野良学者の没論

 この事から分かるのは、2人の男は『同じ性癖を分かり会える者』同士で、性的嗜好も同じベクトルで、パーソナルとしての性質も同じ。
 性的嗜好を拗らせた犯罪者は基本的に一匹狼だ。統計的には自分の異常性を自覚しており、条件が揃わないと犯行に及ばない。
 その『条件』が合致する男が2人も居た。そして出会い、協力し、一定の条件下で、被害者が『偶々』揃うことで自らの欲望を発散する。
 そう、『偶々』なのだ。
 入念な計画を練っているのなら、ユキがコンシールドキャリーのライセンスを取得して銃を携行しているのも知っているし、それも計画の内だ。なんなら、ユキに暴行を働いた上で、その銃を奪って更に自分たちの暴力性のアピールに使おうと画策するだろう。
 だが、あの夜の男たちの反応は違った。反撃を予想していない顔。即ち、『罠に何がかかるか、それは敢えて計算しない。そこに不確定な要素があるから多幸感や射幸性が生まれる』。
 不確定要素に博打の心理が働くのは……過去に何度も成功して脳内伝達物質のドーパミンによる幸福感を味わい、それが忘れられなくなっているからだ。
 それは俗称で脳汁と呼ばれる。
 エンドルフィンを中心にした脳内麻薬は多数あるが、ドーパミンは即効性が高く……そしてすぐに得た幸せに飽きるので次の獲物を物色する。
 酒やSNSやギャンブルなどの依存症の仕組みと全く同じだ。
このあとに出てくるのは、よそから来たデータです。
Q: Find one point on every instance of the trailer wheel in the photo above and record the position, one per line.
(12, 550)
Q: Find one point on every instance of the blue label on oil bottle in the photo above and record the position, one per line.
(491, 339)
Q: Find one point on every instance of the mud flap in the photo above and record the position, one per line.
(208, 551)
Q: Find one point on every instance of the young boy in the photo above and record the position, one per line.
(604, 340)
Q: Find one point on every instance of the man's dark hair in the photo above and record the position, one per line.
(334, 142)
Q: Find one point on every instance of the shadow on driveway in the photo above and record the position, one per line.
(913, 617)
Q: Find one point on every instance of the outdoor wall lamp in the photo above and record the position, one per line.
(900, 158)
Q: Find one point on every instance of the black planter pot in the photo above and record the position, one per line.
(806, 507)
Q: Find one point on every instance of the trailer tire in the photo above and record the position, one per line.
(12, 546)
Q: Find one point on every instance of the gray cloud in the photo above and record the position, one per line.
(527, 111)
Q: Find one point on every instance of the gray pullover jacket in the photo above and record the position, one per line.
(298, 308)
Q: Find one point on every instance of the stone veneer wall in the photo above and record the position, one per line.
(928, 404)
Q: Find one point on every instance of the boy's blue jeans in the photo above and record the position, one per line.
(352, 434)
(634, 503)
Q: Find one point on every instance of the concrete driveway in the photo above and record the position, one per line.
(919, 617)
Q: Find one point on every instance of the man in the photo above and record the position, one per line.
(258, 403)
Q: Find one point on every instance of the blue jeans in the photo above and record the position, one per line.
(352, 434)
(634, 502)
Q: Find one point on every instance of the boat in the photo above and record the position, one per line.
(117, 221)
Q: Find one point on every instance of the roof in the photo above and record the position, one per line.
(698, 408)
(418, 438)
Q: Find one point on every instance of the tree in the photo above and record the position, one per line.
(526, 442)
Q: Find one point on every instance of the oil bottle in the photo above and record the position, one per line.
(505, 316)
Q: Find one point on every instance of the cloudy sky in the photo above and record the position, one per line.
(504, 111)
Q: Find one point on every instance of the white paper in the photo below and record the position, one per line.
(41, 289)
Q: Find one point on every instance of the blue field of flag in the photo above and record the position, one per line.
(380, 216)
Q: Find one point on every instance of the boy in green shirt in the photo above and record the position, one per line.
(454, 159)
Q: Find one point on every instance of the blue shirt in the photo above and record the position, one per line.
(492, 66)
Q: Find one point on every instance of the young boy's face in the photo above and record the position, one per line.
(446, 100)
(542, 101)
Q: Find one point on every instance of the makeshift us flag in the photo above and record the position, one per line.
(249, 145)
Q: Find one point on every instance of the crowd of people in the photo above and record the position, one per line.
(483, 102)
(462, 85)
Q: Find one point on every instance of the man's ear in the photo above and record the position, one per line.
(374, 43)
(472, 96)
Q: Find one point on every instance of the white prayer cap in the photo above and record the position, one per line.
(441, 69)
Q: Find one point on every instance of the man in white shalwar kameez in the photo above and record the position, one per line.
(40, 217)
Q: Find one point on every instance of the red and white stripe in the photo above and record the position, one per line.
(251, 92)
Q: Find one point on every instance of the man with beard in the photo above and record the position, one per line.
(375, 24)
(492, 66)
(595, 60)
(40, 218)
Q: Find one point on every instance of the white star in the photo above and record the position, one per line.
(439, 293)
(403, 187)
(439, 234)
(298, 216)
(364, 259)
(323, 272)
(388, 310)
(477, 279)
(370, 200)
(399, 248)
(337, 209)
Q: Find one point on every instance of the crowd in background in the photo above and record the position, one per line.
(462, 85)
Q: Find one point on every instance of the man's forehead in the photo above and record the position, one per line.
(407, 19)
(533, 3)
ドーパミンの供給が絶たれると自己肯定感や自己効力感が下がり、その空虚を埋めるために行動的になる。
 目的は自分たちの条件や美学などに沿った上で、速やかな幸せを得ることなので、我慢できなくなった時が実行の時だ。故に、その時に備えて縄張りは決まっている。
 それに犯人たちの行動範囲を完全に絞るのは自力では無理だ。
 連続で、自分のルールに則り、何かしらの犯行を行うタイプの犯罪者は必ず、『通勤型』と『拠点型』に分ける事ができる。
 『通勤型』とは犯人は遠くに住んでいるが特定の条件が揃った狩り場に通い、やがて土地勘を得る。
 『拠点型』とは犯罪心理学のサークル円仮説で語られるように、同じ犯人が犯した犯罪が発生した、最も遠い点を2つ線で繋いで円を描いた中に犯人たちの拠点があるが、犯人たちは心理的にコールサック効果──拠点の周囲約2km以内では特定されにくいように犯罪を犯さない心理──が働くために、元から土地勘が優れている。
 ユキは、自分の分析をまとめた資料を作成し、匿名で地方のネット掲示板と別に作成したSNSのアカウントで情報を共有することにした。インフルエンサーとは程遠いが、もしかしたら、それが、事件解決や予防の何かの一助……糸口になるかもしれない。
 彼女に義侠心はない。
 自分と同じ被害者を増やしたくないのと、コンシールドキャリー法がまだまだ途上であり、当事者になった場合の心の負担を訴えたかっただけだ。
 その小さな手伝いの手段として、インターネット隆盛の時代らしい方法を真似ただけである。

 ユキがネットに独自の資料を投稿してから数日後。
 警察から新たな情報がもたらされた。……厳密には付近で同じケースの犯罪が発生したので、警らの警察官が注意喚起として家屋を一軒一軒、訪ねているのだ。その時の会話の断片をつなぎ合わせる。
 警らの警官の微表情を読み取りながら会話を自分に有利な方へ誘導し、情報の一端を少しずつ拾う。……後になって、親切な警官に対して微表情を読んで、小賢しい話術をけしかけて情報を引き出そうとする真似をして罪悪感に悶えることになる。
 ユキが襲われた場所と酷似した場所で、別の女性が襲われる事件が発生。幸い、その女性は無事だったものの、犯人たちは依然として逃走中だという。
「やはり、あの男たちは常習犯だったんだ……」
 被害者のプロファイルは不明だが、それを含めない自分のプロファイルが大きく外れていないことが、逆に怖くなる。
 プロファイルが大きく外れないということは、これから起きる可能性の幅が限定できて犯行を止める事も可能になるが、民間人で司法権がない自分には何もできない。
 ユキは唇を噛みしめた。自分の予想が当たってしまったことに、複雑な感情を抱く。……この世には当たってほしくない確率があるのだ。

────警察の捜査だけでは、あの連中を捕まえることは難しいのかもしれない。

 ふと、そんな考えが脳裏を過る。